Ähnliche Geschichten habe ich schon früher gehört und lange für alten Aberglauben, für Altweibergeschichten gehalten. Aber immer wieder, auf Kräuterwanderungen oder in Workshops, die ich veranstalte, höre ich von solchen – vom wissenschaftlichen Standpunkt aus gesehen unmöglichen – Erlebnissen. Inzwischen habe ich selbst festgestellt: Wenn ich oder jemand in meiner Familie krank ist, zieht irgendeine Pflanze, der ich sonst kaum Beachtung schenke, mein „Bewusstsein“ auf sich. Wenn ich mich dann näher mit ihr befasse, ist es meistens die Heilpflanze, die vonnöten ist.

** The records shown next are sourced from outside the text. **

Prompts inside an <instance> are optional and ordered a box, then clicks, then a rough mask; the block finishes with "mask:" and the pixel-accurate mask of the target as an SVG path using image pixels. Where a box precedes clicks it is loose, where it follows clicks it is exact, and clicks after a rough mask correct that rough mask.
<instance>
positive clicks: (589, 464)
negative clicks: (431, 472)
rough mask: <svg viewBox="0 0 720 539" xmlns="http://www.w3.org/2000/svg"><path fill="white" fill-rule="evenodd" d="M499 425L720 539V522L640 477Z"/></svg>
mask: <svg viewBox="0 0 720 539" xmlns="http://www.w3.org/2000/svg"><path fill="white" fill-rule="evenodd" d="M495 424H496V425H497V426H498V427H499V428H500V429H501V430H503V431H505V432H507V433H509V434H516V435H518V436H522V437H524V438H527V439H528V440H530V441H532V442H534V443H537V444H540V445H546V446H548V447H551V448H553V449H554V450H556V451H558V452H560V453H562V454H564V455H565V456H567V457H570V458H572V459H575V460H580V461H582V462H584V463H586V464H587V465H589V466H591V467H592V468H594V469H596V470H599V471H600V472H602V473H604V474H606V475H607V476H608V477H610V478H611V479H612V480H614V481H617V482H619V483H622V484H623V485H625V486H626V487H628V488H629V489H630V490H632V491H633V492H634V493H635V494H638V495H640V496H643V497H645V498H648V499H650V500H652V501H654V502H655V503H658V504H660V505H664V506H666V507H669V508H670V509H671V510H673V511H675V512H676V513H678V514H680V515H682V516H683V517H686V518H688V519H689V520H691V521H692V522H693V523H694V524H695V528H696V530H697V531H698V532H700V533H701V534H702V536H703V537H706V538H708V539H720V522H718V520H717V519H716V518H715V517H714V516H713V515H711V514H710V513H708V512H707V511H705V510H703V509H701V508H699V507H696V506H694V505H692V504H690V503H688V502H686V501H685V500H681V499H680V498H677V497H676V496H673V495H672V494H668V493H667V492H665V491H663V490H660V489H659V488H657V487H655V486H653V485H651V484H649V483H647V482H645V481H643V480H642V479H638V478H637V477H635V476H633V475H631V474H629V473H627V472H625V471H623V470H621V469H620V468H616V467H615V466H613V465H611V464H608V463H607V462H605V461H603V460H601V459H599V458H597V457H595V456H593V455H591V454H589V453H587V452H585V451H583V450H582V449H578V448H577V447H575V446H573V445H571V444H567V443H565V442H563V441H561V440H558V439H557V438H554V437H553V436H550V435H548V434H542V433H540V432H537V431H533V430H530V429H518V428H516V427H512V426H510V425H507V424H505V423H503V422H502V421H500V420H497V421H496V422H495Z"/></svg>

Diese Resonanz zwischen Krankheiten und den entsprechenden lokal wachsenden Heilpflanzen beschränkt sich nicht auf einzelne Personen oder Haushalte. Manchmal wird eine ganze Region von einem invasiven Unkraut heimgesucht. Seit einigen Jahrzehnten wächst in den mitteleuropäischen Städten immer mehr Echte Nelkenwurz(Geum urbanum). Es ist ein gelb blühendes Kraut, das in den Städten unter Hecken und Gebüsch eine Nische gefunden hat. Einmal bemerkte ich gegenüber Sepp Ott, dem Münchener Kräuterexperten, dass es doch merkwürdig sei, dass sich dieses Rosengewächs in der heutigen Zeit immer mehr ausbreitet.
„Warum wohl?“, fragte der Kräutermeister. „Mutter Natur hat der Pflanze den Marschbefehl gegeben, weil die heutigen Menschen sie brauchen. Noch nie gab es so viele Chemikalien und Schadstoffe in den Nahrungsmitteln, der Luft und im Wasser. Die Nelkenwurz regt die Leber an und wirkt entgiftend!“
Das war mir neu. Bisher hatte ich die Nelkenwurz als hervorragende Gerbstoffdroge gekannt, wobei die zerkleinerte Wurzel, kurz aufgekocht, sich sehr gut bei Darmkatarrh und Kolik, Entzündungen des Rachenraums und bei Zahnfleischblutungen bewährt hat. Auch wenn man die nach Gewürznelke duftende Wurzel einfach kaut, hilft sie. Sofort spürt man ihre starke, Gewebe zusammenziehende (adstringierende) Wirkung. Dass sie aber der Leber beim Entgiften helfen soll, war mir nicht bekannt gewesen. Es stimmt jedoch: Schon im Mittelalter verwendete man sie als Antidoton (Gegengift) bei Vergiftungsfällen.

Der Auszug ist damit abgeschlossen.